Прихожане скопили пять тысяч подписей под прошением – «слезницей» – не троньте Сергия. Дня, когда корабль ткнется в берег, не ведали. Когда прискакала конная милиция и рота курсантов встала на выходах и вокруг, с грузовика попрыгали кинооператоры и потащили прожекторы в собор, Лавра ахнула: сегодня! Толпа шумнула, но бойцов не удалось спровоцировать на «ненужную кровь». «Ненужная кровь» – вот чем мы обогатили эту землю!
В зале духовной академии начальство ожидало духовенства. Пришел наместник и заговорил: «Сергий для русского народа… Его чудеса…» В общем, посмеялись. После вскрытия его не упустят, ему сунут под нос корявый палец: ожидал такого? И он твердо ответит: нет, не ожидал. Неизвестно что имея в виду. Ладно, время, товарищи, кто будет вскрывать? Наместник указал: иеромонах Иона, из бывших моряков. Начальство понимающе ухмыльнулось: а чё не сам?
Наместник ответил на непонятном языке: «По нравственному чувству не могу. Страшусь».

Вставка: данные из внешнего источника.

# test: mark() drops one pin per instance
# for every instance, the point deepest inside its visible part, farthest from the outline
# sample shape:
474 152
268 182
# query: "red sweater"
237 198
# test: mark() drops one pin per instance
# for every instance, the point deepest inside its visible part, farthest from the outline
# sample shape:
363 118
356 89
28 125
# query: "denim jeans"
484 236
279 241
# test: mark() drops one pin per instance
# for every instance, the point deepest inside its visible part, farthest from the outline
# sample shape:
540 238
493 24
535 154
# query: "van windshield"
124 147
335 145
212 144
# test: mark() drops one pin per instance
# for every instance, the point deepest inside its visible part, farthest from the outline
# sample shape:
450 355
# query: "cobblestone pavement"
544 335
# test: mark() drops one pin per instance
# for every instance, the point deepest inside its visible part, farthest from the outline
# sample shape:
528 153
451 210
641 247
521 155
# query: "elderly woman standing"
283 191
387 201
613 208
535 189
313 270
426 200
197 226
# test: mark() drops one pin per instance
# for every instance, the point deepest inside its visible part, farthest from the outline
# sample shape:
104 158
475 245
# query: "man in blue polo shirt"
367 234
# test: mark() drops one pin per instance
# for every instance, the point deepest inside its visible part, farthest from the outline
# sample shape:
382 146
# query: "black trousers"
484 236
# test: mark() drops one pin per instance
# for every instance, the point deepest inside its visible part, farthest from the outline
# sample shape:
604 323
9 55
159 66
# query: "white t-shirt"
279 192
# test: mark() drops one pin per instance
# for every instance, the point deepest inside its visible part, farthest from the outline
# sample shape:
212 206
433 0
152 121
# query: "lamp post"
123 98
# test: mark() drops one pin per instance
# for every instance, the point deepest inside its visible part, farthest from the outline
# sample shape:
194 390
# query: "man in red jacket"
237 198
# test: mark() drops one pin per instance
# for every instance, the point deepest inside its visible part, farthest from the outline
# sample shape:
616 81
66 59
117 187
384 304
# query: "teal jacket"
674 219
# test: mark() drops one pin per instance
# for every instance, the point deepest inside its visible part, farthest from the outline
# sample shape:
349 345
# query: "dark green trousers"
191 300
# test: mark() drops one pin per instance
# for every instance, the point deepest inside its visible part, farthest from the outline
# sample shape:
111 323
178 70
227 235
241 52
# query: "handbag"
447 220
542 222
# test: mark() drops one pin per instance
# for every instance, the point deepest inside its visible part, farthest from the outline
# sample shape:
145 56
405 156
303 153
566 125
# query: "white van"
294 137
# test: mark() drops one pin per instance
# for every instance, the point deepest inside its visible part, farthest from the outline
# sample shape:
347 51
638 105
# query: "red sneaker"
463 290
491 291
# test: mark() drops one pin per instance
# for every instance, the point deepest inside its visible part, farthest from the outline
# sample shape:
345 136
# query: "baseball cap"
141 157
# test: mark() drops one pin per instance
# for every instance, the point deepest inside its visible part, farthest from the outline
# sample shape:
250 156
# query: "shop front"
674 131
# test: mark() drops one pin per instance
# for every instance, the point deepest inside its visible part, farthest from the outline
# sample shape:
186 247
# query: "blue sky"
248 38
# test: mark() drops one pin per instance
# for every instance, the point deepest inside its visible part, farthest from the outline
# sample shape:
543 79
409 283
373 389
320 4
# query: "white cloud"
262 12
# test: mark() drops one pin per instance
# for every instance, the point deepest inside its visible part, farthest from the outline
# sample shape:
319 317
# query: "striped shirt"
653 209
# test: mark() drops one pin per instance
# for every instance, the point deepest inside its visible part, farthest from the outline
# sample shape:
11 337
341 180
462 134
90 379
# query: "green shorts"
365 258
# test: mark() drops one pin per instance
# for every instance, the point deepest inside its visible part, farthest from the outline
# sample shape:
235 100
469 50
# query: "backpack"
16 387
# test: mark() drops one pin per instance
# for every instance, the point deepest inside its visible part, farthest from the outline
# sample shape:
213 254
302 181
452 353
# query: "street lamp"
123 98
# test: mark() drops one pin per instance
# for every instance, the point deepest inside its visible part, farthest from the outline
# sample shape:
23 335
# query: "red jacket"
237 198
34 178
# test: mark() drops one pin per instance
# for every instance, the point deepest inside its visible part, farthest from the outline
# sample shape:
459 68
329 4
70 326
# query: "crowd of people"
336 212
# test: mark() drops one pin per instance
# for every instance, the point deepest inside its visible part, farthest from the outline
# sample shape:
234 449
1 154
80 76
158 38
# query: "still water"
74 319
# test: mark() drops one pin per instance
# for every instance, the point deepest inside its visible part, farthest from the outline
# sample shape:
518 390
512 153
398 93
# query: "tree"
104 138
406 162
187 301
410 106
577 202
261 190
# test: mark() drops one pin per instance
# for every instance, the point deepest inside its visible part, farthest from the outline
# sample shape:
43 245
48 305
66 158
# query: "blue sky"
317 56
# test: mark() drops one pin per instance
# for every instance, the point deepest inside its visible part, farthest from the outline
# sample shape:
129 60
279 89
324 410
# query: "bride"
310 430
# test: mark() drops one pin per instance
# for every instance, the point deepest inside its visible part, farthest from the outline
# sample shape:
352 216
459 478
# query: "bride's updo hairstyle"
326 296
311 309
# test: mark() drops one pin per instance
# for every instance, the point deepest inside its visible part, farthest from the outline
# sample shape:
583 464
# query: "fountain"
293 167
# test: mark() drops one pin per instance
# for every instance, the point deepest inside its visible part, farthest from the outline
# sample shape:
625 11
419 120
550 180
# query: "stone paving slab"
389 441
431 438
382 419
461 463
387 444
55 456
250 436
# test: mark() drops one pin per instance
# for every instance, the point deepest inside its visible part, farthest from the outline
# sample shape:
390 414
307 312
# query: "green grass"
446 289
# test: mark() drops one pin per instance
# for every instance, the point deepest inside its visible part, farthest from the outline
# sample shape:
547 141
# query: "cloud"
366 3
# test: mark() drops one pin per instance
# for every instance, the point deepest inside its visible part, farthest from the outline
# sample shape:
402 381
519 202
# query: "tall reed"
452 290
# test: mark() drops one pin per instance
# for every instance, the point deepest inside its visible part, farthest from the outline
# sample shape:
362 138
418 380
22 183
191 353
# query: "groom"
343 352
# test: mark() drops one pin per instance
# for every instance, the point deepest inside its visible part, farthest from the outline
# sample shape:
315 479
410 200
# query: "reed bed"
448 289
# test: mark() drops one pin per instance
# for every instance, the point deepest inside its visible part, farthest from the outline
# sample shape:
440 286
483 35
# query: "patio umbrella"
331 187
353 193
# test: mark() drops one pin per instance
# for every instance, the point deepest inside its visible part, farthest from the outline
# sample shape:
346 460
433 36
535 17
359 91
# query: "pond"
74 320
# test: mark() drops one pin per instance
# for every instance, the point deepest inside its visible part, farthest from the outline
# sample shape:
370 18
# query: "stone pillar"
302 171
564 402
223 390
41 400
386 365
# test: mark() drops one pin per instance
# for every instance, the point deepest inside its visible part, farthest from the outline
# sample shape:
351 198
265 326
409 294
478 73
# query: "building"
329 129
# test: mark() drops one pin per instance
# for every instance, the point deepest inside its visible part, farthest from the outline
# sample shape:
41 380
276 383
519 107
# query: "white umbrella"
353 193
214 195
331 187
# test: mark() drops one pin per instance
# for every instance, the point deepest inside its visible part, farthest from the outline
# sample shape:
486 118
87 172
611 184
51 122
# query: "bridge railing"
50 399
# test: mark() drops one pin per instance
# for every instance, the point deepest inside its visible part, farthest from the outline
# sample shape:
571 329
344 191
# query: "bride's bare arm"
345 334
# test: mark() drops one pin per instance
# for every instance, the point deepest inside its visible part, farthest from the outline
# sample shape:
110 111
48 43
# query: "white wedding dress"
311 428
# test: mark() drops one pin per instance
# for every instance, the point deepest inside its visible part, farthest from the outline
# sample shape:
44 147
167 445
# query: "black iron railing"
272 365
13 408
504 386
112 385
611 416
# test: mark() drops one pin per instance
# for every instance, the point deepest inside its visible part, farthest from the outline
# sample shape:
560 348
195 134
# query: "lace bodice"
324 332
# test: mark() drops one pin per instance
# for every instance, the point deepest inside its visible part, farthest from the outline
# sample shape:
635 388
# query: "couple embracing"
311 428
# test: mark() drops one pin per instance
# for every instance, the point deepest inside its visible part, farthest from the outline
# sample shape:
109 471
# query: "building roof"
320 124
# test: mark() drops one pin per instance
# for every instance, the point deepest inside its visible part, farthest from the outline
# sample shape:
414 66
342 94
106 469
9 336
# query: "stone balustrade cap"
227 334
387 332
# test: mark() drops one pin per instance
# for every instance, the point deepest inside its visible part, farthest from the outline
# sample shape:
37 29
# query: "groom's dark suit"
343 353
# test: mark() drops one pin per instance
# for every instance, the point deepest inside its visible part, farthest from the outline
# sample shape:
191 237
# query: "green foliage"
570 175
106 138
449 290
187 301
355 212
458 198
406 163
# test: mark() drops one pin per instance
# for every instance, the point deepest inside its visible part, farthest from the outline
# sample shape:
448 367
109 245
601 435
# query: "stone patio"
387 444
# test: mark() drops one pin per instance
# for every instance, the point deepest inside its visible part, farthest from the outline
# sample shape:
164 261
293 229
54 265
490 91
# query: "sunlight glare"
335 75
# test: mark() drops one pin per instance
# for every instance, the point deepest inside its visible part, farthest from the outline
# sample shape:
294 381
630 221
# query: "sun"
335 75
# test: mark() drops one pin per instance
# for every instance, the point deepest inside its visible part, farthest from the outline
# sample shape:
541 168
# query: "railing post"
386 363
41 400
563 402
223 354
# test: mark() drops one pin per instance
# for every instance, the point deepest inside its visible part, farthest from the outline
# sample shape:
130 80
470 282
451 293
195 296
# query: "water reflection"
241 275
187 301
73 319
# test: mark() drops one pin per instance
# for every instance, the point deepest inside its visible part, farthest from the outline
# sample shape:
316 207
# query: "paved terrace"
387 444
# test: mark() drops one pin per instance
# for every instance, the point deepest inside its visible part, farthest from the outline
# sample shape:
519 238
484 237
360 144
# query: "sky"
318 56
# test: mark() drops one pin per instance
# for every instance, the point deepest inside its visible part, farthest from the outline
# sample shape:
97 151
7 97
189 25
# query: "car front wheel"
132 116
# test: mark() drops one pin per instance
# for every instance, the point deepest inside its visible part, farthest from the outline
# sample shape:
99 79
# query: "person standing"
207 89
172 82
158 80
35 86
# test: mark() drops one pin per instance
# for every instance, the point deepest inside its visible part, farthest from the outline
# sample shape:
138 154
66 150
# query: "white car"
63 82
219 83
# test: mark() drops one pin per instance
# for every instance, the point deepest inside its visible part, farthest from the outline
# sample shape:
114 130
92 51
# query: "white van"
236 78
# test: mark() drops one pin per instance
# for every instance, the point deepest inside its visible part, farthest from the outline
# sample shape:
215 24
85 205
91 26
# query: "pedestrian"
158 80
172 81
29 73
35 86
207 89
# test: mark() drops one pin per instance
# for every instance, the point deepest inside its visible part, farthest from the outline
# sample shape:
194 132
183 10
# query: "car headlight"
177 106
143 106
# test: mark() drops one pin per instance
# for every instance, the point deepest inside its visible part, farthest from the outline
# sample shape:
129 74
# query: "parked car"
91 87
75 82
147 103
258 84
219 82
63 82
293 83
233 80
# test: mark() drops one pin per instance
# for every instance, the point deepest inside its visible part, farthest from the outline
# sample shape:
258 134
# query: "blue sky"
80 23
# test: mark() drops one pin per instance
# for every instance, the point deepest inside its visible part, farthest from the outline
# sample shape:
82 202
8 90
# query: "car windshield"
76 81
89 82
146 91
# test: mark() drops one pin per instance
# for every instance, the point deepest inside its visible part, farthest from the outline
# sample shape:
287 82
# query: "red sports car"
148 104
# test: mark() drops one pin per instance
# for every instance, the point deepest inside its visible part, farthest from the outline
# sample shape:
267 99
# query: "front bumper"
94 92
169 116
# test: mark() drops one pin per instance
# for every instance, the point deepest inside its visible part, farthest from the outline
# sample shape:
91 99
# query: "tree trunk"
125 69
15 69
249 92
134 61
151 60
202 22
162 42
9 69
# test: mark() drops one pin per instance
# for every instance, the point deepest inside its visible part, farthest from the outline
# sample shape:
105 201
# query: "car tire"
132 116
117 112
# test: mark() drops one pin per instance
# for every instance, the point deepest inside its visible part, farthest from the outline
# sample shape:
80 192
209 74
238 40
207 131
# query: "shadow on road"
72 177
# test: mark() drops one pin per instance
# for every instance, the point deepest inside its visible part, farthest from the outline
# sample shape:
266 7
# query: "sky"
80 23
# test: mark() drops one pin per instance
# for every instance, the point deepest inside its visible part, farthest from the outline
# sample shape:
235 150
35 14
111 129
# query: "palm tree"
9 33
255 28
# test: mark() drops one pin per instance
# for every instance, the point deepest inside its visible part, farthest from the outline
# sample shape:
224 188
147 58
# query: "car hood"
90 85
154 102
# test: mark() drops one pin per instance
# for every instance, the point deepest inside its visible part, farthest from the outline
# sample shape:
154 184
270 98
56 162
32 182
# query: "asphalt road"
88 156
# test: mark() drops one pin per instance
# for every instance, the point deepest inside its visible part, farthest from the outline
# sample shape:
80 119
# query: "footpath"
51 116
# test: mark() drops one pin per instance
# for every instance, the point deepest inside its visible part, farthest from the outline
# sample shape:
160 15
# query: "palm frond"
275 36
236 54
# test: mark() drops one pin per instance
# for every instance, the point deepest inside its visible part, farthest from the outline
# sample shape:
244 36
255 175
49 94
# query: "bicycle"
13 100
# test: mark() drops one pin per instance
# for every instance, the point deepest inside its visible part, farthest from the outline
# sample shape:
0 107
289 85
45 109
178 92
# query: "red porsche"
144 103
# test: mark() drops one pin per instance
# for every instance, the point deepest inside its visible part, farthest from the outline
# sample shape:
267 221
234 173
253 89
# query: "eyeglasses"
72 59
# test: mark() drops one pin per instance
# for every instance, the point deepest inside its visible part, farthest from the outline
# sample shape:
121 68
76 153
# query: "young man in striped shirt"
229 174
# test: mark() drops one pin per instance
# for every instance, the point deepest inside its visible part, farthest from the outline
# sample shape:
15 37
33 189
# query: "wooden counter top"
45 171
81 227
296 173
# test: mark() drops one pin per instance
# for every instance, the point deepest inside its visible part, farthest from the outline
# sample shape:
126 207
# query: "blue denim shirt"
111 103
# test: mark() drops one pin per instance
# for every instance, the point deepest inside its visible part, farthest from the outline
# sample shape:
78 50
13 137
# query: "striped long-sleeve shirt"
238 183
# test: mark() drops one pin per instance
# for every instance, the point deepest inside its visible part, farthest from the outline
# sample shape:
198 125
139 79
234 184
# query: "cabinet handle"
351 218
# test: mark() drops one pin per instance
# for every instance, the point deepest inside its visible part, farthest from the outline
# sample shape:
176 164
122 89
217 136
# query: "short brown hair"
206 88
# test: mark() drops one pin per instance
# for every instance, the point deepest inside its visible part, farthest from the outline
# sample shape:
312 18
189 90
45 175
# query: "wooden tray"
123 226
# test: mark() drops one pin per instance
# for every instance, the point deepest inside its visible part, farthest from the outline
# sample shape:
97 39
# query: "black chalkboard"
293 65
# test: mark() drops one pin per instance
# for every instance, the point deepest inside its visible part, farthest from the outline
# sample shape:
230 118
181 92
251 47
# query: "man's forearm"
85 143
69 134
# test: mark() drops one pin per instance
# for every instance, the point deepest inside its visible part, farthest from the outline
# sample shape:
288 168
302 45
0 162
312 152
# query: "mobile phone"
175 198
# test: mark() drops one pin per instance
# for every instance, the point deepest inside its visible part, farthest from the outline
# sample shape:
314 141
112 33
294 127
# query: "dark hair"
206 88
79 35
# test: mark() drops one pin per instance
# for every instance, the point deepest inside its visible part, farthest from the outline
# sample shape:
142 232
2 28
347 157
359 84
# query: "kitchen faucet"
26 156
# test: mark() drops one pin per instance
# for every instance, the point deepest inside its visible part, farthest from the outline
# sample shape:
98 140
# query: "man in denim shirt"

Киношники закончили ставить свет – в соборе стояли «носом в затылок», едва дыша, на площади топталась толпа, ожидая чуда или наконец-то свободы. Монахи подошли к раке с поясными поклонами и уставным кадением. Запели было величание Сергию, но председатель исполкома устал ждать и махнул рукой: «Да хватит. Времени вон сколько было, столько уж величали…» На самом деле времени уже не было, настало 11 апреля 1919 года. Двадцать часов пятьдесят минут. Корабль достиг берега, и мы ступили на голые скалы.
Уеду – что останется? Жил, жевал, пустая кровать шептала телефоны московских подружек, бил орехи стеклянной пепельницей на местной газетке с «разоблачением ритуальных убийств младенцев», хотя если браться писать житие…
Тогда люди не знали: когда родился, сколько лет. Епифаний набросал несколько примет «того» года, приметы налезают друг на друга, ссорятся: с 1313-го по 1322-й. Из любви к круглой цифре жизни – «семьдесят» – мне нравится 1322-й. День памяти апостола Варфоломея, с которого содрали заживо кожу, отмечали 11 июня и 25 августа. Он родился летом. По теплу.
Простыл, шатаюсь по кустам, кашляю с рыдающими звуками, давно не брит, хочу «как они», и милостыни уже не спрашивают – ничем не отличен от того, что спит на лавке, постелив книгу под бороду, а проснувшись от колоколов, просит карандаш: «Надо записать. Тут один грех вспомнил».
Никогда не ломал голову: где же Сергий? Есть такая книжка – «Псалтырь», мне кажется, за ней никто не следит: псалмы все время меняются, дописываются разной рукой. Я наткнулся на один: это писал Сергий. Вот, значит, где он.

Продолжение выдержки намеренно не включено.